So the oft-told story goes. Dunhill was only seven at the time, though, so perhaps we should take the story with a pinch of salt as well as sugar.
Still, that kick-started the whole global sweet-liquorice thing, and for many decades Ponty’s economy thrived, before that postwar slump.
There’s still the Haribo factory, though, churning out bags of stuff to the delight of kids, the relief of parents, and the dismay of dentists everywhere. In its outlet on Front St I picked up a bag of pomfret cakes, fresh from the laboratory next door. Like Guinness in Dublin, maybe.
Ponty’s town centre is much pedestrianised, and quite pleasant to stroll or ride round. (Coming from York, I was disoriented to see a Micklegate and Gillygate.) There’s a nice little covered market hall with lots of cheap cafes, a trad sweetshop where you can buy pomfret cakes by the ounce (so I did) and a super beer stall, the House of Ales.
The proprietor, Karl, has brewed liquorice-flavour beer in the past (notably for Ponty’s annual Liquorice Festival in July) and told me he may start again if there’s enough demand.
The town museum – just behind the library/‘tourist info’, where the enthusiastic staff gave me good local intelligence – is well worth a visit if you’re interested in root-related stuff.
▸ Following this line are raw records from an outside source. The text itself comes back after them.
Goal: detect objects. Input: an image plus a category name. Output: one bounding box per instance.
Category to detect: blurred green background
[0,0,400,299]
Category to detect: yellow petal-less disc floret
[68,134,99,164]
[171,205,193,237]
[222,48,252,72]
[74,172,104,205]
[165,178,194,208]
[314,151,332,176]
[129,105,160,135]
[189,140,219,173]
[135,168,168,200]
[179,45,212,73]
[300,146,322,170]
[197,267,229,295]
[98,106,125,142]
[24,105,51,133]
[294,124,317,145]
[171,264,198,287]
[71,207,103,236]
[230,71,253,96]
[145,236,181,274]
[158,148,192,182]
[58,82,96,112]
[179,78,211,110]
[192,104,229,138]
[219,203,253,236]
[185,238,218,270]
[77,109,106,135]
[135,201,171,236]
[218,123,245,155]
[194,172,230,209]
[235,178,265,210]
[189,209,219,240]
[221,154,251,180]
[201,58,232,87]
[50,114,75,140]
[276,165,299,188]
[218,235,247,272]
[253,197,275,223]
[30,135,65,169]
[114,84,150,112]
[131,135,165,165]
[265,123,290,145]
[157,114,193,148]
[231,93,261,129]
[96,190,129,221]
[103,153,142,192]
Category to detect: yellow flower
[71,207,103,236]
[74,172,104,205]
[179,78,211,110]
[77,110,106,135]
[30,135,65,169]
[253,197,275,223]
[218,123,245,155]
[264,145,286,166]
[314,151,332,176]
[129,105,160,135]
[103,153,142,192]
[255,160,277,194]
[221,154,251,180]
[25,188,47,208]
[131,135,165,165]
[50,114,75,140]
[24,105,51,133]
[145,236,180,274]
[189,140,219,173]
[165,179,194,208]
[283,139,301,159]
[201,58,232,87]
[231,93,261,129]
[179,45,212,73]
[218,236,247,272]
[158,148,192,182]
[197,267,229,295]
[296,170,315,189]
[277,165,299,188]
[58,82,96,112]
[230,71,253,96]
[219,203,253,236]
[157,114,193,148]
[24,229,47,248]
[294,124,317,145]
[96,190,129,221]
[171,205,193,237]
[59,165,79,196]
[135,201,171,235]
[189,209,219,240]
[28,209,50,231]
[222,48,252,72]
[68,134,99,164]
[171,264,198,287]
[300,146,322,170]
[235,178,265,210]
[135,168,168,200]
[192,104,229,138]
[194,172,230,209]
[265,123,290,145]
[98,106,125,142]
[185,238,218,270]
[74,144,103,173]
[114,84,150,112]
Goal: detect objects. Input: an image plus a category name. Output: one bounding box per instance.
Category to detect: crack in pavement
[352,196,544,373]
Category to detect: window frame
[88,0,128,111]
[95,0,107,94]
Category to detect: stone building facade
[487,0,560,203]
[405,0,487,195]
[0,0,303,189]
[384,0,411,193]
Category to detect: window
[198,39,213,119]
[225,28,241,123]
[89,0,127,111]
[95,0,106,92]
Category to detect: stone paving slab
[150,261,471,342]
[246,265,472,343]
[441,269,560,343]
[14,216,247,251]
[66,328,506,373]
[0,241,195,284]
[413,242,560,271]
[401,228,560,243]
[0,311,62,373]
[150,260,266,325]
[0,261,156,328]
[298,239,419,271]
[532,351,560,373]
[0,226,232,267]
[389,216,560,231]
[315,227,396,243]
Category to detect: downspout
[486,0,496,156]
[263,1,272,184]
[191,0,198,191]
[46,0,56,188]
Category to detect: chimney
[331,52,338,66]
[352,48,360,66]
There’s a section on liquorice, with a cabinet containing almost a hundred confectionery boxes, and a soft-play area with cushions shaped like liquorice allsorts (which are actually a Sheffield invention, but we’ll pass over that).
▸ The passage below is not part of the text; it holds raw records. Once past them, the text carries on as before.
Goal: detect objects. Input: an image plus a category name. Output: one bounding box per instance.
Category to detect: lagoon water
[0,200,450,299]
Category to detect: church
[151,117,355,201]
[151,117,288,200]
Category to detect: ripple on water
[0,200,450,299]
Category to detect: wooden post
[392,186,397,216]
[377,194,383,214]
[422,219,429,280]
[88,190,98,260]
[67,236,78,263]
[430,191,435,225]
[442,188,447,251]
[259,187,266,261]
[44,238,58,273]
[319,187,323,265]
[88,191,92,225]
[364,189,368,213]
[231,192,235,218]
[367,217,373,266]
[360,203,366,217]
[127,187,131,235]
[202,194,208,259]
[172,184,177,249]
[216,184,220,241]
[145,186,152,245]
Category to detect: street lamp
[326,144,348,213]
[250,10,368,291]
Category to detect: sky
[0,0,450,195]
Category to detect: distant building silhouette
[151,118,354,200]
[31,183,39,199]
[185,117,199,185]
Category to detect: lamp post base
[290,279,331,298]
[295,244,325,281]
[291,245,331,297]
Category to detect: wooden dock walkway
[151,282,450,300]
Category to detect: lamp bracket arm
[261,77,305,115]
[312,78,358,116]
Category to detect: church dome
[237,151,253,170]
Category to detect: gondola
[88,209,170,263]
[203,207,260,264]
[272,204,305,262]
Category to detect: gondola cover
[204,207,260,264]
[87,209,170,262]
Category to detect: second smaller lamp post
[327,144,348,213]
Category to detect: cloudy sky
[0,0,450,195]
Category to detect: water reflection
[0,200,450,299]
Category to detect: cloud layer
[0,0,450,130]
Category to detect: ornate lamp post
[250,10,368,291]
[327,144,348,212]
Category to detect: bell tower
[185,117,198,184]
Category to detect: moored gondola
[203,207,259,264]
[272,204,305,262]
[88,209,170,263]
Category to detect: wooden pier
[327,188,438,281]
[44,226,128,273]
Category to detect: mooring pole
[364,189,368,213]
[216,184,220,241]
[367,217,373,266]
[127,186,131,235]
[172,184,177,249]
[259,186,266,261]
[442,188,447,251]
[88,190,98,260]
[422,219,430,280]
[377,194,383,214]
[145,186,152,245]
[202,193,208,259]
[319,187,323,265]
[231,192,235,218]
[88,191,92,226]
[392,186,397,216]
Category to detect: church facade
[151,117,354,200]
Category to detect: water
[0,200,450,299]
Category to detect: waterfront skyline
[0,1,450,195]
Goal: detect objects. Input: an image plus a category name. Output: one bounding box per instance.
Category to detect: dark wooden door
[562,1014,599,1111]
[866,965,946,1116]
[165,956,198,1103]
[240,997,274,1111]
Here I learned of liquorice’s role in classic films, chewed as stage props by Charlie Chaplin (‘a shoe’ in The Gold Rush) and Richard ‘Jaws’ Kiel (a ‘cable car cable’ in Moonraker).
I wandered up Liquorice Way, which has a blue plaque commemorating the town’s crop history. Right on it is the Counting House, Ponty’s oldest building, being refurbished as a pub. I look forward to liquorice-flavoured classics appearing on its bistro menu, along with liqueurs and ales.
A mile or two west of the town is Farmer Copley’s, perhaps the only place seriously growing liquorice in Britain today. It’s the sort of vibrant, 21st-century, diversified-business farm that features on Countryfile: restaurant, cafe, farm shop, cosy events spaces and more.
I chatted to owner Heather Copley, who told me about their labour of love growing liquorice: it takes seven years to get the crop up to marketable quality. Last year the hot weather caused it to flower unhelpfully, but next year (2024) there should be enough to sell in the farm shop. It’s a novelty rather than moneymaking exercise, but clearly Heather is keen to keep Pontefract’s liquorice tradition alive.
While in the shop I also picked up a bottle of Great Newsome Brewery’s Liquorice Lads Stout, produced in collaboration with Copley’s. I’ll look forward to enjoying that at Christmas, with my locally-sourced venison. (By which I mean our local Lidl.)
Back in Pontefract I couldn’t resist a non-liquorice-related circuit of the racecourse. Yorkshire has nine racecourses (Beverley, Catterick, Doncaster, Pontefract, Redcar, Ripon, Thirsk, Wetherby, York) and two of them – York and Pontefract – have perimeter tracks, enabling you to ride the complete circuit of the course. The one in Ponty is big: about two miles round.
(Yorkshire also boasts the unconventional ‘racecourse’ of Kiplingcotes, which I’ve cycled before.)
The name ‘Pontefract’ has a curious origin, stemming from the Latin for ‘broken bridge’ – supposedly after a roadworks of historic significance nearly ten centuries ago.
The location of said crossing isn’t known, but was probably not far from Ferrybridge a couple of miles northwest of Ponty, where a historic bridge and modern main road jump over the Aire, giving fine views of a disused power station. I cycled there a couple of years back, so wasn’t bothered about doing it again.
But I still had three hours before my train back to York (direct, but very infrequent services). So I spent the first half of it wisely in the library, reading Liquorice by Briony Hudson and Richard van Riel, a lively, fascinating and colourful romp through the root’s history and cultural impact.
Then I spent the second half less wisely in the Broken Bridge, the Wetherspoon round the corner.